Бархатная ночь сжала меня в своих объятьях, чьи-то крылья или выпавшие из них перышки коснулись моего лица. В темноте я слышу, как шепчет озеро. Оно гладкое, словно зеркало. Вода стала фиолетовой, она кажется густой и живой, а над ней дрожит лунный свет. Деревья наклоняются ко мне — это великаны, им хочется разглядеть получше диковинное двуногое существо, они следят за мной сквозь медленно покачивающиеся кроны. Весь мир — заблудшие и туманные звезды, тени, невидимые животные, растения, выдающие пьянящие глотки кислорода — с доверием смотрит на меня, я улавливаю его глубокое дыхание.
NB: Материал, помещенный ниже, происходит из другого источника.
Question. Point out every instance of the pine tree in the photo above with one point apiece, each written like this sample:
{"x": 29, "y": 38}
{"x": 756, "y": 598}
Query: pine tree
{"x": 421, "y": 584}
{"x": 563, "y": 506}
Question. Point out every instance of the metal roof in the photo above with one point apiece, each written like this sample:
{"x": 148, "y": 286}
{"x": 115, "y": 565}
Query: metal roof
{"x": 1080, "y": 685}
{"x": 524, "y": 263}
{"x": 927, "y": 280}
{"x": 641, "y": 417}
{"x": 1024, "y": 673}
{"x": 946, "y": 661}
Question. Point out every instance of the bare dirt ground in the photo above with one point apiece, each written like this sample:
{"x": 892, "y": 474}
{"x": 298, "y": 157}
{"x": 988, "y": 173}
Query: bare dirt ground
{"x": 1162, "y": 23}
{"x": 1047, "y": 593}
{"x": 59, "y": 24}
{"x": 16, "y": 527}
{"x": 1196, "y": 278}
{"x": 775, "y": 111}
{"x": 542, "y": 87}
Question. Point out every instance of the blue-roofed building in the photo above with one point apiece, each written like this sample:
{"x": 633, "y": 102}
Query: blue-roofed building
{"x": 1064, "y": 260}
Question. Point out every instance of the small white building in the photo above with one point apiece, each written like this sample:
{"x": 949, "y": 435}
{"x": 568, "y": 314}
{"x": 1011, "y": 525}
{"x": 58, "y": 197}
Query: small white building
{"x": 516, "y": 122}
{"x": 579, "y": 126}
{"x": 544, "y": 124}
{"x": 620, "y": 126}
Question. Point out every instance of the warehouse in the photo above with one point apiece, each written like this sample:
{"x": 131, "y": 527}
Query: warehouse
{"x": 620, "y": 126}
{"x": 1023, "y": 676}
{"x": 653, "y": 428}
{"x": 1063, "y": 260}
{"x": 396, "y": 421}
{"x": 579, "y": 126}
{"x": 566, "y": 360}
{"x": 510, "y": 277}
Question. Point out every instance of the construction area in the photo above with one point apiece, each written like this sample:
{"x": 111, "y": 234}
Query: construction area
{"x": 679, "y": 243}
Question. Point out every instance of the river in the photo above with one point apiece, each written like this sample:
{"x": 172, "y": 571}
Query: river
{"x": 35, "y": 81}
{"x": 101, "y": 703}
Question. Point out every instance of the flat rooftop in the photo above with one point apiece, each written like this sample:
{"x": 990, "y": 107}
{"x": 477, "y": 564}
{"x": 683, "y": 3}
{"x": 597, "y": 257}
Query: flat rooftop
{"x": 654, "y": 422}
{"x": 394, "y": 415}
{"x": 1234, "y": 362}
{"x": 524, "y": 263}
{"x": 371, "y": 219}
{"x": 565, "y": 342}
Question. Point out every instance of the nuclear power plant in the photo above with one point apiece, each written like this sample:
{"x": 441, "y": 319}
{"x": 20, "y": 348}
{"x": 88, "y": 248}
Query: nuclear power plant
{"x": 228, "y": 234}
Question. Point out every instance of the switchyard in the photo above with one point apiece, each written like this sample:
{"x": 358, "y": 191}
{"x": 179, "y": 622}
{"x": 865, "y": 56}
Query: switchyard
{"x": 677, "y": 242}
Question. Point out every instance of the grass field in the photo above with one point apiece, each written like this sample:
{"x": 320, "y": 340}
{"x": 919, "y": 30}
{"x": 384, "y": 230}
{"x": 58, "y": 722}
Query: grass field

Интересно, имеет ли мать хоть малейшее представление о той иной жизни, которую она хотела бы вести? Понимает ли, о чем говорит? Или это всего лишь фантазия — слепящий далекий горизонт, девственно чистое небо? Или девичий талисман, отполированный годами тщетных ожиданий — каждый новый день озаряет его новым светом, и он тоже кажется новеньким, будто его только что вытащили из самого сердца земли.
Я подхожу к кромке воды, она зовет меня. Спокойно дышит, как спящее, а может, раненое животное.
Я вижу Джил: она сидит, голая, в кресле, машет руками, повторяя движения какого-то мужчины. Бернара Барбея? Господи боже. Джил водит рукой, показывая, как та скользит по голой материнской спине. Я вижу мать, замечаю, как непривычно сверкают ее глаза, когда она смотрит на Бернара Барбея. Вижу сестру в халате или футболке — она, заспанная, идет на кухню — и ловлю его пристальный взгляд. Мать нервно закуривает. Я закрываю глаза, чтобы отогнать невыносимые картинки, которые проносятся в моем воспаленном воображении.
Передо мной непроявленная фотография, оставленная в фотоаппарате. Пленка, скрутившаяся в темноте, как свернувшийся калачиком зверек. Снимок сделан, но рассмотреть его пока не удается.
Я вижу Саммер с Франком: они исходят по́том, их волосы перепутаны, они связывают тела любовников, как мокрые веревки; повсюду разбросана одежда, на журнальном столике валяются бутылки. Вижу мать: ее лицо искажает гримаса, как будто она получила удар током и, не издавая ни звука, вопит от боли. Как в замедленной съемке вижу отца: он бросается к сестре — она голая, лицо у нее горит, его заливают слезы, на фоне отцовской рубашки она кажется еще более нагой. Вижу его руки на ее бедрах, он сжимает их, на коже у сестры выступают красные пятна. Он держит ее, слишком крепко держит, слишком сильно прижимает к себе; я вижу, как ее грудь вжимается в отцовскую, низ живота прижимается к его брюкам, и у меня кружится голова.